Escutando a sugestão do colega, o de blusa branca puxou seu revolver. Eu e as garotas reagimos na hora e cobrimos nossos olhos e ouvidos, imaginando que seria o fim da vida do nosso amigo. Dispararam diversas vezes contra ele, e neste momento abri os olhos. As balas pareciam refletir no seu corpo, danificando somente suas vestes. Um dos tiros acertou sua cabeça, a fazendo balançar para trás, somente para logo em seguida ele mostrar que só havia sofrido um pequeno arranhão. Após o sexto disparo, a arma estava vazia. Ele voltou a fitar os bandidos, com um pequeno filete de sangue correndo entre suas sobrancelhas.

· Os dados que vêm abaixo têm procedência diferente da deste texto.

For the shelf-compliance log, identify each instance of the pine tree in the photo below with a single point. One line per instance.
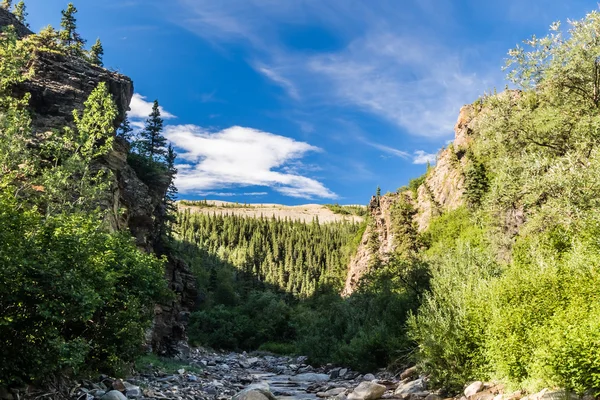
(96, 53)
(21, 13)
(125, 130)
(68, 35)
(172, 171)
(152, 141)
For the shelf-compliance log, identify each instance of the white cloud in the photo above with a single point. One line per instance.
(140, 108)
(230, 194)
(237, 157)
(421, 157)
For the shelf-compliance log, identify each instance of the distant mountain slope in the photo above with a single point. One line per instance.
(305, 213)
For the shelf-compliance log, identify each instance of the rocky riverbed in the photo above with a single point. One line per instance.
(233, 376)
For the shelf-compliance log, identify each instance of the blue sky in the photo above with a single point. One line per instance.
(297, 101)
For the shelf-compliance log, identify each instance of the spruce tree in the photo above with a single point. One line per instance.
(172, 171)
(68, 35)
(96, 53)
(21, 13)
(125, 131)
(153, 143)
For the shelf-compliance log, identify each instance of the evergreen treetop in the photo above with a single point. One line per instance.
(21, 13)
(69, 35)
(153, 143)
(96, 53)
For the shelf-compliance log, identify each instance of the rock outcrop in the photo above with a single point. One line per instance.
(381, 223)
(61, 84)
(442, 190)
(8, 19)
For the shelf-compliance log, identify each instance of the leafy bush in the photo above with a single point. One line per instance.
(72, 295)
(450, 325)
(262, 317)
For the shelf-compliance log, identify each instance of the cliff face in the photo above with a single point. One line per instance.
(380, 213)
(61, 84)
(442, 190)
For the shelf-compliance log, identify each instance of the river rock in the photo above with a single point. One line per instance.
(132, 391)
(473, 388)
(310, 377)
(114, 395)
(367, 391)
(409, 388)
(331, 392)
(369, 377)
(256, 391)
(409, 373)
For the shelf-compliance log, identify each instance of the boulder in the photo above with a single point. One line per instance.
(367, 391)
(310, 377)
(369, 377)
(409, 388)
(331, 392)
(473, 388)
(256, 391)
(114, 395)
(409, 373)
(132, 391)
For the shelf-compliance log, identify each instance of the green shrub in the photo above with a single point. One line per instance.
(261, 318)
(72, 295)
(451, 323)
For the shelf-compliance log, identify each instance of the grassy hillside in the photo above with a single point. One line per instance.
(305, 213)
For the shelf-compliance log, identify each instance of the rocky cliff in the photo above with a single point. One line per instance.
(441, 190)
(61, 84)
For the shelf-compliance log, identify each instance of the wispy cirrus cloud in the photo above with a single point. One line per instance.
(230, 194)
(389, 67)
(421, 157)
(140, 108)
(276, 77)
(241, 157)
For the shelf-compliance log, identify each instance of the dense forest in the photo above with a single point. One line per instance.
(514, 272)
(504, 286)
(274, 284)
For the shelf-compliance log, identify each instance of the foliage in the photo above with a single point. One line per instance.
(295, 257)
(20, 11)
(262, 317)
(364, 331)
(74, 295)
(414, 184)
(96, 53)
(476, 183)
(69, 36)
(360, 211)
(152, 144)
(515, 276)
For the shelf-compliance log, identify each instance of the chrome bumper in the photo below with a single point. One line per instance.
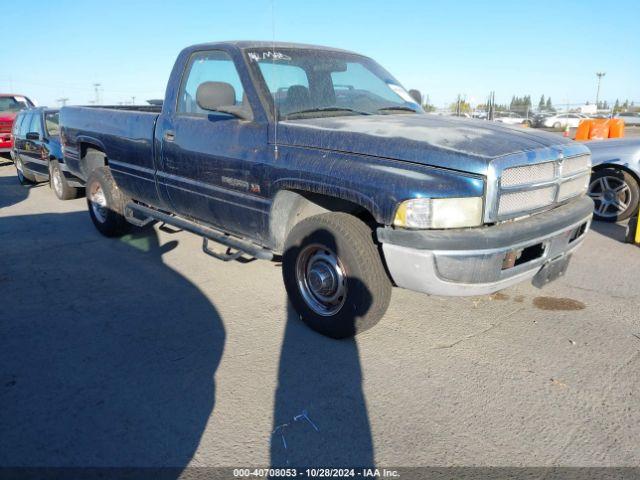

“Ismael, o que é você? ” Pensei enquanto Ana correu até nós. Ela chorava fora de controle e se encolheu junto de nós. Arrastamos nossos corpos até que estivéssemos o mais distante possível do nosso amigo. Após o inútil esforço de usar armas contra Ismael, os bandidos gritaram em pânico e tentaram fugir do beco. Ismael não iria deixá-los escapar, e disparou em sua direção, correndo numa velocidade super-humana. O bandido de regata branca virou seu rosto no último instante, o suficiente para poder ver Ismael já logo atrás dele. A última coisa que ele viu, foi um soco em suas costas com força o bastante para o mandar voando até o meio da rua ao lado do beco. Logo após isso, ele saltou incrivelmente alto e correu com seu corpo paralelo ao chão até saltar de volta para o chão, ficando de frente para o bandido que agora restava. Eles não tinham a menor chance. Ele se movia como se fosse um raio. O que restava agora era o de camisa branca. Ismael imediatamente agarrou seu pescoço e o levantou do chão. O jovem se debatia tentando se desprender da mão dele, que cravava seus dedos através da pele de seu pescoço com força bruta. O pescoço dele sangrava cada vez mais. A visão era tão assustadora que meu medo agora era ainda maior que antes. Eu não tinha o que pensar e o que falar. Tudo que podia fazer era olhar o massacre que acontecia na minha frente junto de minhas amigas. Após alguns segundos se debatendo desesperadamente, um alto estalo ecoou pelo beco. O bandido não suportou: Seu pescoço foi despedaçado, e agora não passava de um corpo morto pendurado na mão direita de Ismael, que soltou seu corpo logo em seguida.

Ismael POV

Recobrei a consciência, e a primeira coisa que vi na minha frente era minha mão segurando pelo pescoço um corpo sem vida. Eu o soltei e olhei para minhas mãos assim que o corpo caiu no chão. Elas estavam completamente ensanguentadas. Olhei a minha volta e vi outros corpos.

“O que? O que tá acontecendo? Não... eu não fiz o que eu to pensando...”

Olhei para Vivian, Gabrielle e Ana. Ignorei o fato de que seus corpos estavam reluzentes com algo, e prestei mais atenção a sua expressão de terror. Achei que minha ira me faria mais forte no momento certo, e o fez, mas ao ponto de que eu me tornaria um monstro. Eu havia cometido um pecado terrível, e parecia que a culpa e a tristeza engoliriam minha alma. Não sabia como iria lhe dar com aquilo, pois seriam tantos os problemas que resultariam de minhas ações que não sabia por onde começar a pensar. Andei em direção as garotas, mas elas se arrastaram para longe de mim, então parei de andar e olhei novamente para minhas mãos.

Ismael: Não, não era pra ser assim. Eu não queria fazer isso! Eu só queria proteger!!

Esbravejei aos céus. Pude ver as nuvens se moverem violentamente acima de nós, e um enorme clarão seguido de uma onda de choque me lançou de volta para o beco, me fazendo bater a cabeça no chão. Meu corpo parecia ter sido eletrocutado e rapidamente perdi a consciência com um pensamento em mente: Eu havia me tornado um monstro.